Tartışma etiği-Kuzey Kore gerçeği

Tartışmanın da kendine göre bir etiği, bir edebi, bir ahlakı vardır, olmalıdır. Tartışılan konunun alanı tespit bunların başında gelir. Mesela, fizik biliminin alanına giren bir konuda tartışılıyorsa, o konunun uzmanları, kendi alanlarına ait veri ve terminolojiyle o konuyu tartışırlar, doğru sonucun ne olduğu hakkında fikirlerini beyan ederler. Tartışmanın sonucu ne olursa olsun, hangi tez galip çıkarsa çıksın, neticede bu tartışmadan bütün katılımcılar istifade eder; bazıları yanlışlarını düzeltir, bazıları da tezlerinin doğruluğunu o ilmin otoritelerine onaylatmış olarak tartışmayı sonlandırmış bulunur.

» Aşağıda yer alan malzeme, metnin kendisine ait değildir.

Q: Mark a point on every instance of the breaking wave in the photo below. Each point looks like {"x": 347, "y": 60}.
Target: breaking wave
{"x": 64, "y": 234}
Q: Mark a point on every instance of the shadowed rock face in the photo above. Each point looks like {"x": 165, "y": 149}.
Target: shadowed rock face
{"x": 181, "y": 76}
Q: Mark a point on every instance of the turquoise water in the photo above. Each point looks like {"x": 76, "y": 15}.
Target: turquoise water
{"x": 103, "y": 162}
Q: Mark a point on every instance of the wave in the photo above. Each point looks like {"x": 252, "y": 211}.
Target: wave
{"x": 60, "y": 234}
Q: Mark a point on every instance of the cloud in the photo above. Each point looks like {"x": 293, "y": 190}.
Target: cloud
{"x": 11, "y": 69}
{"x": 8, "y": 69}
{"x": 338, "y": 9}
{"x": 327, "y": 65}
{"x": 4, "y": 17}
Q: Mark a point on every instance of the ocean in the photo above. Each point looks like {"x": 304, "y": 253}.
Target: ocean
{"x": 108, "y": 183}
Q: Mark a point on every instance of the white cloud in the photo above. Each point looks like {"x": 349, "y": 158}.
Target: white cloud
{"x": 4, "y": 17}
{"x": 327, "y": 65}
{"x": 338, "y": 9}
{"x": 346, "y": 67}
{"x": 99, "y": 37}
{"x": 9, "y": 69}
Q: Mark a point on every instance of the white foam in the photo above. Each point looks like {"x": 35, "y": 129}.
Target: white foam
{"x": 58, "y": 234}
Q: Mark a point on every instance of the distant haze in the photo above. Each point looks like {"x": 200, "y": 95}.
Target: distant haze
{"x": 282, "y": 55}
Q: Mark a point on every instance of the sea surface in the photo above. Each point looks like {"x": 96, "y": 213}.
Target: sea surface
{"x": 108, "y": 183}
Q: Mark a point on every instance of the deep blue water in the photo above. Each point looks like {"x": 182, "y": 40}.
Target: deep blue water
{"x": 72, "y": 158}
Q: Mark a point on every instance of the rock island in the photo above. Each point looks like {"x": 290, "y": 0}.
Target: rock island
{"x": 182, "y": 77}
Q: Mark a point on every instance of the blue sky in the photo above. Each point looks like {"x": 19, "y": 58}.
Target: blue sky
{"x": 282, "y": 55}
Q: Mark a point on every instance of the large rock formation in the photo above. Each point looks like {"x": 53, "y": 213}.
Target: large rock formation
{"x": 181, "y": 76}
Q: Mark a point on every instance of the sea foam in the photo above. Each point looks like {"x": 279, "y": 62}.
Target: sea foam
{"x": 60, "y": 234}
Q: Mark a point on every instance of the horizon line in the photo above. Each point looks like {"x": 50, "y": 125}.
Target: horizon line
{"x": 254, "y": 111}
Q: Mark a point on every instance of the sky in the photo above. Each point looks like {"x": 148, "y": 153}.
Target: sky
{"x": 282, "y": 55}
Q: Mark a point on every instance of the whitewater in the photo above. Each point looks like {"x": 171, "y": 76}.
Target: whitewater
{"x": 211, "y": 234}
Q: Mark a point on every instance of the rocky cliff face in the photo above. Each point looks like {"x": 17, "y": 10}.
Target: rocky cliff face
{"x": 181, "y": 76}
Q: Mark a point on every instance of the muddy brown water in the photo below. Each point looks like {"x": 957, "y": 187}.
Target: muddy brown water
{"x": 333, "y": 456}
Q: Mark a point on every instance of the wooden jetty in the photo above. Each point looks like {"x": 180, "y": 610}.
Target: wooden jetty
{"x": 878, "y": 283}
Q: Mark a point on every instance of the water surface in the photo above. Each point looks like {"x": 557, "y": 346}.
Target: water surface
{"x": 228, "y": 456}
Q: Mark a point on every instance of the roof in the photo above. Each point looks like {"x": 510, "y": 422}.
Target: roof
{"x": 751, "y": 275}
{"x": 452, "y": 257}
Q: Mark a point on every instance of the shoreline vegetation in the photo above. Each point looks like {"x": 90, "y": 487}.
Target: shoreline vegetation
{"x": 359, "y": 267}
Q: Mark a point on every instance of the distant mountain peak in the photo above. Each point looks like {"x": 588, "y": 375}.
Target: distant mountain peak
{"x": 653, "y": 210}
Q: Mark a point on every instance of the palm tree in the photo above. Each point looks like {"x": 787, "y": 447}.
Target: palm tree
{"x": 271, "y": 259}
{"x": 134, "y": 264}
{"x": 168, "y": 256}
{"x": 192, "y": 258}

Her alanın tartışması kendi çerçevesi içinde bir değerlendirmeye tabi tutulur. Örneğin, benim geçen haftaki yazımda olduğu gibi, cemaat, hareket, sistem gibi kavramlar sosyolojik alana ait birer yorumken, onları dini ya da ontolojik alana çekmek ve çekilen alana göre değerlendirmeler yapmak yanlıştır, doğru değildir. Çünkü benim söz konusu yazımda konu tamamen sosyolojik alana ait terminolojik kabullerle yapılmıştır. Doğru olduğunu düşündüğüm tezler de yanlış olduğunu söylediğim yapılanmalar da hep bu çerçevede ele alınmıştır. Ben, yanlış derken kastım sosyolojik olarak yanlış, demektir. Doğru derken de bu doğru sosyolojik olarak doğru, anlamındadır.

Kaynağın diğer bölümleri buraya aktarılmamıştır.